Trigger warning: miscarriage and relieved?
So I had been spotting for a week and a half as of yesterday and we had gone to the ER last Saturday and saw a great heartbeat 170bpm at about 8 weeks since last period (they estimated 7 weeks 4 days) but since yesterday the brown spotting turned red, got heavier, and now I am officially bleeding instead of spotting. Pretty sure we are having a miscarriage, which of course is devastating and very sad. We are scheduled for our first prenatal appointment with our midwife on Wednesday so rather than get another ER bill for what is either normal or something we can't do anything about, I'm going to wait for my appointment to see if we still have a heartbeat. I know you can have bleeding in early pregnancy and not have a miscarriage, but I'm not optimistic based on how much bleeding and now getting steady cramps (more of a radiating dull pain than a sharp one).

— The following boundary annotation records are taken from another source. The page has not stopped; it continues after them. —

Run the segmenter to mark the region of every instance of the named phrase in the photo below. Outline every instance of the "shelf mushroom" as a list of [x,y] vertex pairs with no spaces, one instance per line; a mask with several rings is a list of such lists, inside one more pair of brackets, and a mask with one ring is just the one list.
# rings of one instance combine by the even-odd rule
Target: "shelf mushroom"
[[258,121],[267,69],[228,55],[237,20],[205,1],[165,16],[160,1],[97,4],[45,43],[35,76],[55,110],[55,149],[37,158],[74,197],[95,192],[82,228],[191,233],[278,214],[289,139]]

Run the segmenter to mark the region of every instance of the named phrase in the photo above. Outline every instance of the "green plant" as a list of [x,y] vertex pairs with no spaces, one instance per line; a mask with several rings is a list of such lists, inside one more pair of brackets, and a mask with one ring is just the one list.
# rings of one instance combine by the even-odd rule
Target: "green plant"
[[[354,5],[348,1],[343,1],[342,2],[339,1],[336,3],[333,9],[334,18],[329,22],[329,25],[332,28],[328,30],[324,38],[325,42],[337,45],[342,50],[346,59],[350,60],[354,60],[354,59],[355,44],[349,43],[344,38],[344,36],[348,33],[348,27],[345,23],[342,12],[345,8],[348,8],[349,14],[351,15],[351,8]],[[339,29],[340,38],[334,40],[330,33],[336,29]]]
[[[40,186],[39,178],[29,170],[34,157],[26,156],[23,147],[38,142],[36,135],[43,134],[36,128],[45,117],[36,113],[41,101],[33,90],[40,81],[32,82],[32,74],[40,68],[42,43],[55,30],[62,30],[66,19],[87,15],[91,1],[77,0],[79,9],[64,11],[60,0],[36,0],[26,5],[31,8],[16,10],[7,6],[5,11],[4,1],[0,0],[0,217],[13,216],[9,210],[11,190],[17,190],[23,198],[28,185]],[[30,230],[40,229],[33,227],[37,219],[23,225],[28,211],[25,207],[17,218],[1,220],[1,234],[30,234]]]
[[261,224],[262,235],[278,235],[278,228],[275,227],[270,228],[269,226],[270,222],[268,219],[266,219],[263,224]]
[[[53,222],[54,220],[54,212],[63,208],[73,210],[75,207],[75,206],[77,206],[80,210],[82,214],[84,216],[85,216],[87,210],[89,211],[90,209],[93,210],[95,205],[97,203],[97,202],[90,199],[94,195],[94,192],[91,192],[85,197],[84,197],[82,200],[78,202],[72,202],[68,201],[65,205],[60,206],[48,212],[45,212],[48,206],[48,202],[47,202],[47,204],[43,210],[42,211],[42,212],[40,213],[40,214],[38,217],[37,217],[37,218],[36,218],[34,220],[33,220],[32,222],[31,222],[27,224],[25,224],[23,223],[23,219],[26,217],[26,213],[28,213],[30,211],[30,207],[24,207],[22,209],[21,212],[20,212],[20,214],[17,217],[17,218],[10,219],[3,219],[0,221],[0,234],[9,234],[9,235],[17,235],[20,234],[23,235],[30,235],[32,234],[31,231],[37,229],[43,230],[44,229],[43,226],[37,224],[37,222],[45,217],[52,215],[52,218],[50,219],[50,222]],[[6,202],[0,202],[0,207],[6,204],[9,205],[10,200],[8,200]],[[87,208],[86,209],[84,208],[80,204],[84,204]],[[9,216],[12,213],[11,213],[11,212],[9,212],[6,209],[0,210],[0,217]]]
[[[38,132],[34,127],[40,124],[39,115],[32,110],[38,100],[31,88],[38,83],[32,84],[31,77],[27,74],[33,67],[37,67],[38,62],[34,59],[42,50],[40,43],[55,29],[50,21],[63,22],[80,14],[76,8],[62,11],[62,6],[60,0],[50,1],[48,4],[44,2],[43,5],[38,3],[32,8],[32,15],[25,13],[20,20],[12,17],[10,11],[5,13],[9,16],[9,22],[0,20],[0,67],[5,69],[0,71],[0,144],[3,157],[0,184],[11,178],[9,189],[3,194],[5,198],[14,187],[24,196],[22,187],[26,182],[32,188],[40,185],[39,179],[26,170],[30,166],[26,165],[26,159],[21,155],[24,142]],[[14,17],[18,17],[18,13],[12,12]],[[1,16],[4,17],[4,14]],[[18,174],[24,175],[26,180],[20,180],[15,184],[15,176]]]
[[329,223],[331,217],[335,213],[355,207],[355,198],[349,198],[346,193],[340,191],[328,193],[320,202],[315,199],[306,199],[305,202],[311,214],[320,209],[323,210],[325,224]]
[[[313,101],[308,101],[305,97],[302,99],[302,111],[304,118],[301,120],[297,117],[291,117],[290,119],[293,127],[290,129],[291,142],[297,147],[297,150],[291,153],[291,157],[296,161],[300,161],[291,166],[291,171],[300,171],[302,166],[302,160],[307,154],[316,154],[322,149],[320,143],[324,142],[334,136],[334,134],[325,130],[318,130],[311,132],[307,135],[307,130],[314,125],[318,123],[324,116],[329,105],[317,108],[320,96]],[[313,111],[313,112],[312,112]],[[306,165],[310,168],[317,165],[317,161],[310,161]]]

I almost feel a little relieved that if the status is confirmed and if it is lost. This is my first time and I've had multiple occasions of spotting and so I almost feel like maybe if I lose this one my next pregnancy won't be so scary. Maybe I'll have more normal symptoms and less terrifying ones. Like, I almost feel like if I DON'T lose it, it might just be more terrifying bleeding randomly throughout the whole thing which is just incredibly stressful. I don't know if I could emotionally deal with these kind of symptoms the entire time. Of course I hope I don't lose it, I hope we have a healthy baby in seven months, but there is this underlying feeling that if we do lose it I'll almost be relieved.
Anyone else felt that?
No rude comments please, everyone is entitled to feel whatever they feel.